We tried Minidish, the new candy brand making Thai food-flavored hard candies like krapow, green curry, and tom yum

Photo: Laurel Tuohy/Coconuts Media
Photo: Laurel Tuohy/Coconuts Media

Here’s one for your homies who just can’t get enough of Thai food.

Are you the type that, after polishing off a massive Thai feast and considering what you want for dessert, you just want more Thai food? We understand. The multifaceted flavors of Thailand’s famed dishes can almost feel addictive. When you want a somtam, or a tom yum, or a larb, nothing else will quite hit the spot.

It’s for these Thai food superfans — as well as general foodies and tourists — that Saravut Kurupintsiri quit his job at an ad agency to start making a new line of candy. The result: Minidish, a line of carefully crafted sweets that mimic the flavors of Thai foods. So far, he’s created four flavors: gang keow wan (green curry), ga-prao (spicy basil), tom yum, and larb.

A spoiler and a PSA in one: All of them are spicy, and none contain meat.

Photo: Minidish/FB
Photo: Minidish/FB

We were intrigued. How could a tiny hard candy mimic the spicy, sour, rich, herbal, and generally huge flavors of Thai dishes while still tasting anything like candy? And a sweetened green curry? Not sure about that.

Recently, we tried all but the larb flavor and were so fascinated by these candies that we reached out to Saravut to find out what drove him to make these in the first place.

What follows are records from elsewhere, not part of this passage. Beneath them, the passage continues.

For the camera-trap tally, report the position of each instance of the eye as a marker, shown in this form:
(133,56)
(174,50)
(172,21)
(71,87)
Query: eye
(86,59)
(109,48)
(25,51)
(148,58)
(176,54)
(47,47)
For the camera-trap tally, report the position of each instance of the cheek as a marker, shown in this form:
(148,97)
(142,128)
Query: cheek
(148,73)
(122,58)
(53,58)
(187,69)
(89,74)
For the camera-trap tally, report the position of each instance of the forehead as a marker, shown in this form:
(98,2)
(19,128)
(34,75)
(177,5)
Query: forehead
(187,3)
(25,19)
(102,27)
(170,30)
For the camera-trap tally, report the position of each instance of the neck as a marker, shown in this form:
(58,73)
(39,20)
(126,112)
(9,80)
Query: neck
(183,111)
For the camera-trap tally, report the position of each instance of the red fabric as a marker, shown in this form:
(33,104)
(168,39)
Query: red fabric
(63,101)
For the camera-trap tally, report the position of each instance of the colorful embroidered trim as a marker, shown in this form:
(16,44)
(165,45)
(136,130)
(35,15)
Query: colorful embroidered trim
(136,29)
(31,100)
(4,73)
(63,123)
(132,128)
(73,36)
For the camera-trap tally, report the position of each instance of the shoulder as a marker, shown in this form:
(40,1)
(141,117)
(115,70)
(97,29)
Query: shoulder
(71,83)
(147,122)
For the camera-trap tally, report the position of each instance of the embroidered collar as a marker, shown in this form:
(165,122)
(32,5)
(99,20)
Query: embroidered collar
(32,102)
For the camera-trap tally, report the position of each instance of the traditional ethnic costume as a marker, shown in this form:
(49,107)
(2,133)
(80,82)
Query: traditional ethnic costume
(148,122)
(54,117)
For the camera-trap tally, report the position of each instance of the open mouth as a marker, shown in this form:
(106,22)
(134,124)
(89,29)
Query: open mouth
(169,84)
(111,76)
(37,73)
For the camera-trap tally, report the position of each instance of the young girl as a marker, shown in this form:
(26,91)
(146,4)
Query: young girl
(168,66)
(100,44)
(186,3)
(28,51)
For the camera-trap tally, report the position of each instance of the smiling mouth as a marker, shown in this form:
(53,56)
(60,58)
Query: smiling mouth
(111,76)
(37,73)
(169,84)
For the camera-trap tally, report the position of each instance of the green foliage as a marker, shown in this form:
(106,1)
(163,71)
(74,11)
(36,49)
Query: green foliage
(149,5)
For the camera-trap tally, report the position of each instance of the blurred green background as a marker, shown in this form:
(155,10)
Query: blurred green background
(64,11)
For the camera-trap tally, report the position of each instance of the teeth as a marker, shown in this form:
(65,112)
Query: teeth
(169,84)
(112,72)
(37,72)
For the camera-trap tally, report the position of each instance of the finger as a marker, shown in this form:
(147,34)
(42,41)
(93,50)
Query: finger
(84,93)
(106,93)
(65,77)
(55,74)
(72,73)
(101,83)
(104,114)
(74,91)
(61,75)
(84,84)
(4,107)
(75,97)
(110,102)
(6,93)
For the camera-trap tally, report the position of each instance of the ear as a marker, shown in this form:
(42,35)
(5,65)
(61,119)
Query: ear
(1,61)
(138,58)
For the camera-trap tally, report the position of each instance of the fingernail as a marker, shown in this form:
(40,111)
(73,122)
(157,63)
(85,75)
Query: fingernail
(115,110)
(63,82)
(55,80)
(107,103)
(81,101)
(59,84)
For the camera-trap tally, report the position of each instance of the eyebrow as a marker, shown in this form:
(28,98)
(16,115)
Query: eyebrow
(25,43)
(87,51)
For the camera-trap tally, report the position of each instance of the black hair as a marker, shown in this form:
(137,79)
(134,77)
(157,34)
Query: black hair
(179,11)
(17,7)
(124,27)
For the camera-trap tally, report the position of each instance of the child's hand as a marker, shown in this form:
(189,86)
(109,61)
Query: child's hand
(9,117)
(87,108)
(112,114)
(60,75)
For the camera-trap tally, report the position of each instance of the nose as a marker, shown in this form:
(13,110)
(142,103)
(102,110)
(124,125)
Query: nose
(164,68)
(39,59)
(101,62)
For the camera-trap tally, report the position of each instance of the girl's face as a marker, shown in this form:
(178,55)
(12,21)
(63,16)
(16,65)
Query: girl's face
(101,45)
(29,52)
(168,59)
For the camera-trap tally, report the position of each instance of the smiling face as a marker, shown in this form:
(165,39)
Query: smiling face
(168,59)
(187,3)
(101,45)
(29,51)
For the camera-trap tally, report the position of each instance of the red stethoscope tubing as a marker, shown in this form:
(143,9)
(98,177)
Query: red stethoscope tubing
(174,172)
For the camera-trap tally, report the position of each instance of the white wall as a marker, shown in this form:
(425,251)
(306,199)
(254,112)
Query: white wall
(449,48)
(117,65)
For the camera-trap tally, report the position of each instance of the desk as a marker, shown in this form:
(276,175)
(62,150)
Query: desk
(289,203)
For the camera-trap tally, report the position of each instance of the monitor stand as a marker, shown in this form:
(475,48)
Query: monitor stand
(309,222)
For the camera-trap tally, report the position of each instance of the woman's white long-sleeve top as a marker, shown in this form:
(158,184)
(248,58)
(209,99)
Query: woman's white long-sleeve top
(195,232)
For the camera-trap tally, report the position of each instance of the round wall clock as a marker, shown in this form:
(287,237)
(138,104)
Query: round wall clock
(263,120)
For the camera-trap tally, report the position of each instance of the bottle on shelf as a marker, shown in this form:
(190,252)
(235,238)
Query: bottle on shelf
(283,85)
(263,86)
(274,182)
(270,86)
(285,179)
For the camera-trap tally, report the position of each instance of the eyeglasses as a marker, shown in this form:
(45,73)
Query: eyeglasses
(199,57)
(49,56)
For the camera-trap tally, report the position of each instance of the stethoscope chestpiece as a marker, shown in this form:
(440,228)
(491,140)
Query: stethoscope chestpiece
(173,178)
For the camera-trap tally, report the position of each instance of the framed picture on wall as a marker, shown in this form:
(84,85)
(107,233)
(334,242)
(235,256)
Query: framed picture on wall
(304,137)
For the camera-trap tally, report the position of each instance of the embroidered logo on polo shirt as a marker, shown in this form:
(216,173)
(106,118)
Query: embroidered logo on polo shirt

He told Coconuts Bangkok, “The initial idea came a long time ago when I was an exchange student going to the US. I wanted my new American friends and family to taste Thai food, but I didn’t know how to cook. I thought it would be great if there was small, easy, and ready-to-eat Thai food I could bring with me.”

Candy creator Saravut. Contributed photo.
Candy creator Saravut Kurupintsiri. Contributed photo.

The admitted candy lover revisited the idea recently, thinking “What if I shrink Thai food into the smallest form that people can carry around. What would it be? How about hard candy? Mini size plus Thai dishes plus hard candy equals Minidish candy!”

He decided to move forward with prototypes and contacted nearly a dozen candymakers near Bangkok. Only one replied. And, according to Saravut, the sample they came back with sucked.

“So I said eff it. I’ll do it myself. This might sound sketchy, but I learned how to make candy from Youtube and the Internet,” said Saravut. Our kinda guy!

He set up a lab in his house and ordered food industry flavorings. “The process was challenging. I tested the flavors with my friends and family multiple times. I collected their feedback and made adjustments. I must have thrown away 50 or 60 kilos of sugar in a year-long trial-and-error to get where I am at today.”

Here are the results of our Coconuts office taste test of three out of four flavors from the Minidish line: 

Photo: Laurel Tuohy/Coconuts
Photo: Laurel Tuohy/Coconuts

Ga-prao (spicy basil): It has almost no smell, and the green hard candy only tastes sweet when you first pop it in your mouth. The spiciness hits you next and is a medium on the hot scale, getting spicier the longer you suck. The basil notes hit after that. At the very inner layer, the salt comes through, giving it a sophisticated finish — same idea as a salted caramel candy, you know? While we can’t say it tastes exactly like the krapow we know and love, it’s pretty good.

Gang Keow Wan (green curry): This one also has no smell, but the green curry flavor is there as soon as you pop it in your mouth — an unmistakable rich coconut milk mixed with the moorishness of fish sauce before the curry flavor reveals itself. The sweetness arrives next and, somehow, it just works. It doesn’t taste weird at all. Again, not an exact replica of green curry, but damn tasty.

Tom Yum: Of the three, the tom yum is both the most full-on and spot-on. It smells strongly of the spicy, creamy soup. The citrus/kaffir lime flavor hits immediately, followed by spice — this one is pretty dang spicy — and then the creaminess makes itself known before lemongrass and galangal have their moments, creating a pretty decent, pocket-sized rendition of one of our favorite dishes.

Minidish candies are still in their pre-launch phase after first being made available last month through a pop-up shop at Terminal 21, which Saravut used to gauge customer reaction. Based on feedback, he plans to make minor adjustments before an official launch, which is likely happening in November or December.